Otra tuba sonó a sus espaldas, y esta vez estaba dirigida a la segunda línea, a ellos. Aderbal escuchó y ejecutó la orden. 

-¡A la derecha! Alargad la línea. 

Eso era exactamente lo que Aníbal había ordenado. En seguida Aderbal entendió qué pretendía hacer su general, y se maravilló de su genialidad militar. Al alargar su línea, esperaba que pudieran rodear a los romanos, ahora que se concentraban las dos y más numerosas filas de guerreros en el centro, contra los mercenarios. También se pasó la orden, aunque esta vez a voz de grito entre oficiales, para evitar que sus camaradas que trababan combate lo escucharan, de evitar de cualquier modo, mediante la fuerza si era necesario, que los mercenarios retrocedieran. Y así lo transmitió el joven ambicioso Aderbal a los suyos. Cada vez veía más cerca la victoria. Ya podía oler el botín. 

Pronto volvió a borrarse la sonrisa de su rostro y, con ello, volvió también el mal humor y la tensión. Los romanos parecían haber adivinado la estrategia y alargaban la línea para evitar el rodeo. Los mercenarios habían echado para atrás, intentando engañar a los romanos para que se acercaran y así envolverlos, pero el cebo no funcionó y los mercenarios cargaron de nuevo. En ese momento Aderbal y la segunda línea recibió la ansiada orden de avance. Por fin podían luchar. Avanzaron despacio unos metros y acabaron el trecho que los separaba de los maltrechos mercenarios, que se hacían a un lado para su relevo, y acabaron a la carrera, chocando fuertemente contra los escudos romanos. 

Aderbal se cebó con los agotados enemigos, que miraban con terror en los ojos a su rival instantes antes de recibir una estocada mortal. Pronto los cartagineses ganaron terreno, y, alentados por el sentimiento de una inminente victoria, redoblaron sus esfuerzos.

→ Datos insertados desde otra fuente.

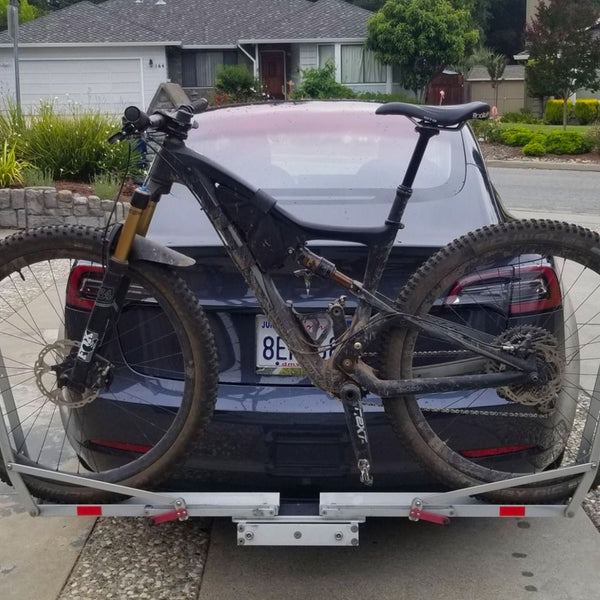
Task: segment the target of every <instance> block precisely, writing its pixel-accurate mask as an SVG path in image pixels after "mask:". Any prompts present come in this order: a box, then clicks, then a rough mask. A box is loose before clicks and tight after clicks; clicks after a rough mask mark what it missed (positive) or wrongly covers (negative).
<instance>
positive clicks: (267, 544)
mask: <svg viewBox="0 0 600 600" xmlns="http://www.w3.org/2000/svg"><path fill="white" fill-rule="evenodd" d="M236 529H237V544H238V546H358V533H359V521H315V520H314V519H312V520H308V519H305V520H302V519H301V518H295V519H294V518H288V519H285V518H280V519H277V520H269V521H238V522H237V528H236Z"/></svg>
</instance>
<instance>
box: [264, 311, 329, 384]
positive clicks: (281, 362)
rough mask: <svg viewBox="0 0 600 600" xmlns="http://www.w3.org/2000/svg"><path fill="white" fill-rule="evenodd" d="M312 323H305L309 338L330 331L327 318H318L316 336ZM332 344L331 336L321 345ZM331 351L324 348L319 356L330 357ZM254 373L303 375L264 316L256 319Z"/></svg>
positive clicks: (325, 345) (279, 338)
mask: <svg viewBox="0 0 600 600" xmlns="http://www.w3.org/2000/svg"><path fill="white" fill-rule="evenodd" d="M314 326H315V325H314V323H312V322H310V323H309V322H307V323H306V324H305V327H306V330H307V331H308V332H309V334H311V337H315V338H317V337H318V336H319V335H321V334H322V333H323V332H324V331H328V332H329V331H331V320H330V319H329V317H327V316H323V317H319V319H318V328H319V331H318V333H317V335H315V334H314V333H313V332H312V329H313V328H314ZM332 342H333V336H332V335H329V336H326V337H325V339H324V340H323V342H321V344H322V345H323V346H327V345H329V344H331V343H332ZM332 352H333V350H332V349H331V348H326V349H323V350H322V351H321V356H322V357H323V358H327V357H329V356H331V353H332ZM256 372H257V373H259V374H261V375H304V371H303V370H302V367H301V366H300V365H299V364H298V362H297V361H296V359H295V357H294V356H293V354H292V353H291V352H290V349H289V348H288V347H287V346H286V344H285V342H284V341H283V340H282V339H281V337H280V336H279V335H278V334H277V332H276V331H275V329H274V327H273V325H272V323H271V321H269V319H268V318H267V317H265V315H257V317H256Z"/></svg>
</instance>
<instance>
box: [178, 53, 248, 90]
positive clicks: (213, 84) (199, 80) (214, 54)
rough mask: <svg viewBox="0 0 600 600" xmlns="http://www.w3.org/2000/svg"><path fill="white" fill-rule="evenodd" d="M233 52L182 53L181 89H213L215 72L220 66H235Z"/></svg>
mask: <svg viewBox="0 0 600 600" xmlns="http://www.w3.org/2000/svg"><path fill="white" fill-rule="evenodd" d="M237 62H238V56H237V52H236V51H235V50H224V51H213V50H209V51H200V52H195V51H187V52H186V51H184V52H183V53H182V74H181V83H182V85H183V87H214V85H215V77H216V75H217V71H218V69H219V67H220V66H222V65H236V64H237Z"/></svg>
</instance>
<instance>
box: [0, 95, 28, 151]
mask: <svg viewBox="0 0 600 600" xmlns="http://www.w3.org/2000/svg"><path fill="white" fill-rule="evenodd" d="M26 130H27V125H26V121H25V117H24V116H23V113H22V112H21V111H20V110H19V109H18V107H17V105H16V104H15V102H14V101H13V100H11V99H7V98H4V101H3V103H2V109H1V110H0V140H3V141H4V140H5V141H7V142H8V145H9V146H11V147H12V146H14V147H15V152H16V154H17V157H18V158H21V157H22V147H23V143H24V138H23V135H24V133H25V131H26Z"/></svg>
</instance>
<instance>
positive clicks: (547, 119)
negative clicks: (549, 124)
mask: <svg viewBox="0 0 600 600" xmlns="http://www.w3.org/2000/svg"><path fill="white" fill-rule="evenodd" d="M572 111H573V103H572V102H571V101H570V100H568V101H567V119H568V118H569V117H570V116H571V112H572ZM562 113H563V101H562V100H548V102H546V113H545V115H544V121H545V122H546V123H549V124H550V125H562V116H563V115H562Z"/></svg>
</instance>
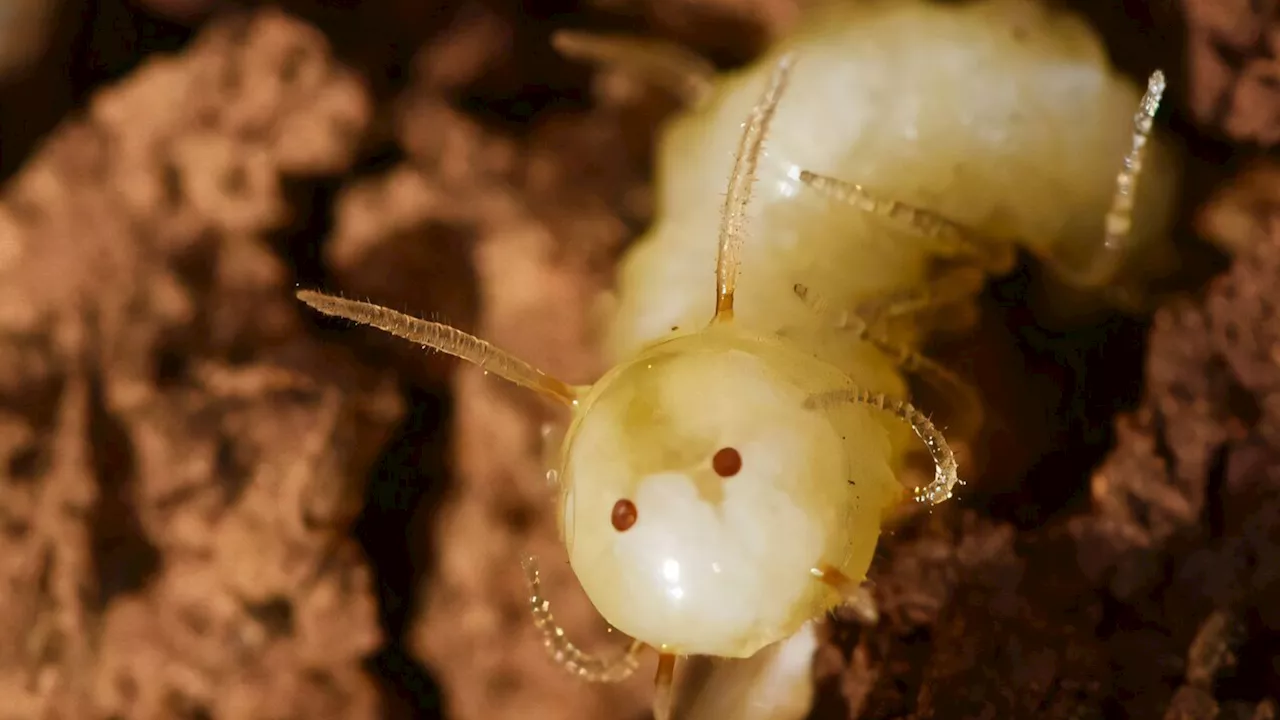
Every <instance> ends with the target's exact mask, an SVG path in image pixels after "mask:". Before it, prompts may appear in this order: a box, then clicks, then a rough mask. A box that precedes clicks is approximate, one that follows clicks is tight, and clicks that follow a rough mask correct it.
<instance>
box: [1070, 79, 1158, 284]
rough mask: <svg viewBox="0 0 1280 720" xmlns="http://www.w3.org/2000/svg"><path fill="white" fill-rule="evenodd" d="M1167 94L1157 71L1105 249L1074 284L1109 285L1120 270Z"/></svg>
mask: <svg viewBox="0 0 1280 720" xmlns="http://www.w3.org/2000/svg"><path fill="white" fill-rule="evenodd" d="M1164 95H1165V73H1162V72H1160V70H1156V72H1153V73H1151V78H1148V79H1147V92H1146V94H1144V95H1143V96H1142V101H1140V102H1139V104H1138V111H1137V113H1134V115H1133V143H1132V146H1130V149H1129V154H1128V155H1125V158H1124V167H1121V169H1120V173H1119V174H1117V176H1116V191H1115V195H1112V197H1111V210H1110V211H1108V213H1107V218H1106V228H1105V229H1103V236H1102V247H1100V249H1098V251H1097V252H1096V254H1094V255H1093V260H1092V261H1091V263H1089V266H1088V268H1087V269H1085V270H1083V272H1082V273H1079V275H1078V277H1076V278H1075V279H1074V282H1075V283H1076V284H1079V286H1082V287H1098V286H1102V284H1106V283H1107V282H1108V281H1110V279H1111V278H1112V277H1114V275H1115V274H1116V272H1117V270H1119V269H1120V264H1121V261H1123V260H1124V252H1125V250H1126V247H1128V245H1129V233H1130V232H1132V231H1133V202H1134V199H1135V191H1137V188H1138V179H1139V178H1140V177H1142V163H1143V156H1144V154H1146V150H1147V143H1148V141H1149V140H1151V128H1152V126H1153V124H1155V119H1156V111H1157V110H1158V109H1160V100H1161V97H1164Z"/></svg>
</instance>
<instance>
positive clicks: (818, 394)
mask: <svg viewBox="0 0 1280 720" xmlns="http://www.w3.org/2000/svg"><path fill="white" fill-rule="evenodd" d="M846 402H849V404H855V405H869V406H872V407H874V409H877V410H884V411H887V413H891V414H892V415H893V416H896V418H897V419H900V420H902V421H905V423H906V424H909V425H911V430H914V432H915V436H916V437H919V438H920V441H922V442H924V447H927V448H928V451H929V456H931V457H933V482H932V483H929V484H928V486H925V487H923V488H915V501H916V502H928V503H929V505H938V503H941V502H945V501H947V500H951V491H952V489H954V488H955V487H956V486H957V484H964V483H963V482H961V480H960V477H959V474H957V468H959V465H957V464H956V456H955V454H954V452H951V446H950V445H947V441H946V438H945V437H942V432H940V430H938V429H937V428H936V427H933V423H932V421H931V420H929V419H928V418H925V416H924V414H923V413H920V411H919V410H916V409H915V406H914V405H911V404H910V402H906V401H902V400H892V398H890V397H888V396H887V395H884V393H882V392H870V391H865V389H861V388H842V389H832V391H827V392H820V393H818V395H814V396H812V397H809V398H808V400H806V401H805V405H804V406H805V407H806V409H810V410H824V409H827V407H832V406H835V405H841V404H846Z"/></svg>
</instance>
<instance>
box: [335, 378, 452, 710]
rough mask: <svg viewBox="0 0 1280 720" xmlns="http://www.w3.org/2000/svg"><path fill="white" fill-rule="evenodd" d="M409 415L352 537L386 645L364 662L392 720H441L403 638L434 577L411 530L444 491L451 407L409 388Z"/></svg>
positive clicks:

Avanzaban un paso cada pocos segundos, como si caminaran en un prado sin obstáculo alguno. Aderbal ya podía soñar con su recompensa. El deseado botín, el ansiado ascenso, una suculenta paga extra, una condecoración. Ya pensaba donde se compraría su casa, o una pequeña finca. Al oeste de Cartago había una gran llanura verde, preciosa, entre el mar y el bosque. Allí podría asentarse y pasar el resto de sus días tranquilamente. 

Aderbal no vio cómo la caballería romana y númida, que había acabado con la cartaginesa y la había perseguido hasta su campamento, volvía ahora por la espalda y cargaba contra los miles de veteranos hoplitas de Aníbal. No los vio hasta que fue demasiado tarde. Se encontraban rodeados. Todo se había desmoronado sin que ellos fueran conscientes de nada hasta que fue demasiado tarde. Una jabalina que lanzó un jinete númida de Masinisa le atravesó el pecho. No podría recibir recompensa, ni retirarse del ejército. Para él todo acababa allí, pero llegaba el turno para otros hombres. Hombres nuevos y decididos. O eso esperaba. Ojalá fuera así, pensó, por última vez en su vida.